I thought that would be their https://github.com/awslabs/mountpoint-s3 . But no mention about this one either.
S3 files does have the advantage of having a "shared" cache via EFS, but then that would probably also make the cache slower.
Single PUT per file I assume?
That's one way to do it.
> When you create or modify files, changes are aggregated and committed back to S3 roughly every 60 seconds as a single PUT. Sync runs in both directions, so when other applications modify objects in the bucket, S3 Files automatically spots those modifications and reflects them in the filesystem view automatically.

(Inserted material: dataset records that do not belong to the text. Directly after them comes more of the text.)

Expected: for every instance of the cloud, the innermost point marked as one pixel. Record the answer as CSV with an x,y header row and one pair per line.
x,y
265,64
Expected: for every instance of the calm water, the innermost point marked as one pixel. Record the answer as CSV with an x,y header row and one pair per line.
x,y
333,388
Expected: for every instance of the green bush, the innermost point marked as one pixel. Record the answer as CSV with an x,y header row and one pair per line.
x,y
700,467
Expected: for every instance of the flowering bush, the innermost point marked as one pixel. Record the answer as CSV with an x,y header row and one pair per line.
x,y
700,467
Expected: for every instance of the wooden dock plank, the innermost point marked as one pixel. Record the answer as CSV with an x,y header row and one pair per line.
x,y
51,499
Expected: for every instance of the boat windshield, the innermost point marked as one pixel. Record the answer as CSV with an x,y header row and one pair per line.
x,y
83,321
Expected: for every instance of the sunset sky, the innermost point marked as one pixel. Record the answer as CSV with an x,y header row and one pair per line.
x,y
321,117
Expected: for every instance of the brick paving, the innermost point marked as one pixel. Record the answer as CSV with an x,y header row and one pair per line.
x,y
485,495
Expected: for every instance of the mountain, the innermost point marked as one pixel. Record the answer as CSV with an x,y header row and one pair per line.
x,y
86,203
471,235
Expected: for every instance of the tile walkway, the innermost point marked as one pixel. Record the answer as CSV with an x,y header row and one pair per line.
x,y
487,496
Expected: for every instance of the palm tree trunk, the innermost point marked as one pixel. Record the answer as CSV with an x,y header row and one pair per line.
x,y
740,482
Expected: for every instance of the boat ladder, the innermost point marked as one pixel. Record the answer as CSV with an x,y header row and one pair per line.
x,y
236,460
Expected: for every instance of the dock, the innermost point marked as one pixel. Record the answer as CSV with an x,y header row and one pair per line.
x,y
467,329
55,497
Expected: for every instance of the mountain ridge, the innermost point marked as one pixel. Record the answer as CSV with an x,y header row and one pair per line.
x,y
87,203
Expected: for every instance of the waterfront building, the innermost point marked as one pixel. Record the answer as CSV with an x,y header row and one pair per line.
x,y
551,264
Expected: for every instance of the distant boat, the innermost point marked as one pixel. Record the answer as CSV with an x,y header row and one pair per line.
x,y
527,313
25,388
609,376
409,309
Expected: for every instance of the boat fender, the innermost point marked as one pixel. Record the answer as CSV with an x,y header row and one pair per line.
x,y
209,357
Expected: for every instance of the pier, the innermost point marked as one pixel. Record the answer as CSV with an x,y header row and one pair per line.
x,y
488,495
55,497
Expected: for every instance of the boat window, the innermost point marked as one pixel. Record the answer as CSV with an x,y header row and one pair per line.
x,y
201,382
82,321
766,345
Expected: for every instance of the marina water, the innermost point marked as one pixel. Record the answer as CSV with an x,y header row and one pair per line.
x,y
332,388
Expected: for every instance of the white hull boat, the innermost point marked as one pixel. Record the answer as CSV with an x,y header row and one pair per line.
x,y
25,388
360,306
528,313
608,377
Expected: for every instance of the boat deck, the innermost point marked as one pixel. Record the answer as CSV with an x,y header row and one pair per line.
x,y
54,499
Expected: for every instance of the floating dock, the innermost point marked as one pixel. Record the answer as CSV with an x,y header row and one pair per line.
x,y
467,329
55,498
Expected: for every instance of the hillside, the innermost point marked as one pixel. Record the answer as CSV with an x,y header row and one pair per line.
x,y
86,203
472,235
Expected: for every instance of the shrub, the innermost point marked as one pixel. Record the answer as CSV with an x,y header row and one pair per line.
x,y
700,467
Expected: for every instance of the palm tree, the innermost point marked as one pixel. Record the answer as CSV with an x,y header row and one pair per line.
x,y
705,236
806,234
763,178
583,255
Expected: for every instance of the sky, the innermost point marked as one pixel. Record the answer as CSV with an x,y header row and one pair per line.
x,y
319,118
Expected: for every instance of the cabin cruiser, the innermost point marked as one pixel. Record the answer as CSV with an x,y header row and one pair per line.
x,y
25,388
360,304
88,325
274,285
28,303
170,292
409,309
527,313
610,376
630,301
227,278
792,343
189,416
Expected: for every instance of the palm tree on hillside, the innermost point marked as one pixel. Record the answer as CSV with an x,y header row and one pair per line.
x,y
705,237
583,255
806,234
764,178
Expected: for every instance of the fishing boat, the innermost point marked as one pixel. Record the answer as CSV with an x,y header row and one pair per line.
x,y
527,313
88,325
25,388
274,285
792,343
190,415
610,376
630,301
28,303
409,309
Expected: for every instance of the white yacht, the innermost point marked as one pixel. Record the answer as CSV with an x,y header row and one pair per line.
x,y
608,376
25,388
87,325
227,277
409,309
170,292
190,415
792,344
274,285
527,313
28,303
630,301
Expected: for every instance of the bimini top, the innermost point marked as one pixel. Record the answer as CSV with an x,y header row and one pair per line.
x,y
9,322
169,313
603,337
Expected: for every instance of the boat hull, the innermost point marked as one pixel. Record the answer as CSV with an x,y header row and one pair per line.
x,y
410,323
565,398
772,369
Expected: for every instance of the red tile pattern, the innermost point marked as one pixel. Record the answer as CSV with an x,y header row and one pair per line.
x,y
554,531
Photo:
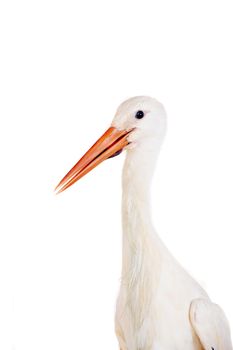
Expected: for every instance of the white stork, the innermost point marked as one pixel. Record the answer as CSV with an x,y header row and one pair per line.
x,y
160,306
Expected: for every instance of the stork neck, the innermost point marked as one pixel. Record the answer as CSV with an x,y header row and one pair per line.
x,y
139,238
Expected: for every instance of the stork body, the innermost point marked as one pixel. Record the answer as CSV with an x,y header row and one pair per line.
x,y
160,306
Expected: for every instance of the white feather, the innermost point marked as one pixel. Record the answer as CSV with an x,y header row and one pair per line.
x,y
156,292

That sounds about right given the above. I have trouble seeing this as something other than a giant "hack." I already don't enjoy projecting costs for new types of S3 access patterns and I feel like has the potential to double the complication I already experience here.
Maybe I'm too frugal, but I've been in the cloud for a decade now, and I've worked very hard to prevent any "surprise" bills from showing up. This seems like a great feature; if you don't care what your AWS bill is each month.
we run datalakes using DuckLake and this sounds really useful. GCP should follow suit quickly.
Sell the benefits.
I have around 9 TB in 21m files on S3. How does this change benefit me?
edited slightly ... i really need to turn 10 minute post delay back on.